Un dialogo silenzioso tra storia e paesaggio, che si riconosce subito come “casa antica” del cuore.

Il Castello di Masino, documentato dal 1070 come fortificazione, è un punto di osservazione privilegiato sulla pianura che corre dalle Alpi al Po.

I conti Valperga, signori di Masino, lo trasformarono nei secoli da roccaforte a residenza aristocratica, lasciando in ogni sala un frammento delle loro ambizioni.

Nel Salone dei Savoia, gli affreschi, riemersi grazie ai restauri recenti, raccontano genealogie, alleanze e orgoglio dinastico.

Generazione dopo generazione, il Castello di Masino ha raccolto pitture, sculture, libri, arredi, documenti d’archivio, disegni: un vero patrimonio stratificato, come se ogni discendente avesse aggiunto un tassello al grande racconto di famiglia.

Dal 1988 il Castello e il suo parco sono affidati al FAI, che ne cura restauri, studi, percorsi.
Ma ciò che colpisce davvero, quando si arriva, è la sensazione di entrare in un luogo che accoglie come un giardino narrante.

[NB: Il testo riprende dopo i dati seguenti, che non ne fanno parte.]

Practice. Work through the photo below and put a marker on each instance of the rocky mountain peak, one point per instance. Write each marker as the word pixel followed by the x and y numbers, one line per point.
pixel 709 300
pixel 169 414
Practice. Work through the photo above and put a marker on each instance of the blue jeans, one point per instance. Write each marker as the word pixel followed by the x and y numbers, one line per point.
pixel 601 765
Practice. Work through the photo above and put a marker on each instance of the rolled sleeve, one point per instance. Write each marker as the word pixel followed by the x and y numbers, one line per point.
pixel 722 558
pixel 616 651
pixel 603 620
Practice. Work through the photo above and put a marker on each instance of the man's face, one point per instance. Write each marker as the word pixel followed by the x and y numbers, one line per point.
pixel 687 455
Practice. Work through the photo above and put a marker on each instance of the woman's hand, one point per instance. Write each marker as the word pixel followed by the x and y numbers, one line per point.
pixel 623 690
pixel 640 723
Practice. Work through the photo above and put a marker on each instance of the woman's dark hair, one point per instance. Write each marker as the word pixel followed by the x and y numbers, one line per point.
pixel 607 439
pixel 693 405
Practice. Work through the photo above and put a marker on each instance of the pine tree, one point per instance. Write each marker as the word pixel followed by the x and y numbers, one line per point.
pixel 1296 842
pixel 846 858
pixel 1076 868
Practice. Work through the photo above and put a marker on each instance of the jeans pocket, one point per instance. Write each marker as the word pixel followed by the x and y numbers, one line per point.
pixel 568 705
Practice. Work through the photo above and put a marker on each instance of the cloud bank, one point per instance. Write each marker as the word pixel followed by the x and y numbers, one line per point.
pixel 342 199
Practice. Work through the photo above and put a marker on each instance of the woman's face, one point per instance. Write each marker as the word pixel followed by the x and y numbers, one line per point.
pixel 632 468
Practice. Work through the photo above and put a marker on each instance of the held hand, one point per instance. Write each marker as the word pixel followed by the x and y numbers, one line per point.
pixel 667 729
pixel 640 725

Un sito storico immerso nel verde, dove la bellezza non è solo estetica, ma anche emotiva, fisica; ti prende per mano, invitandoti a restare un po’ di più.

Il parco è un racconto parallelo: viali alberati che invitano a scoprire scorci di luce e terrazze panoramiche che abbracciano l’anfiteatro morenico.

La Terrazza dei limoni è anche detta “Piazzetta” o “Corte d’onore”. Sopraelevata di circa dieci metri rispetto ai giardini, sin dalla fine del Seicento è caratterizzata dalla presenza di piante di agrumi, disposte in monumentali vasi.

In molti documenti antichi riguardanti il Castello sono menzionate le piante di agrumi, che avevano, fra l’altro, un consistente valore economico. Nel 1736, vi erano ben 146 esemplari.

La visita al Castello di Masino mi ha lasciato dentro il respiro della storia, quella preziosa sensazione che mostra un pezzo di Canavese, pronto a rinnovarsi pur restando fedele alla sua anima.

Un luogo che resta addosso, come una promessa di ritorno.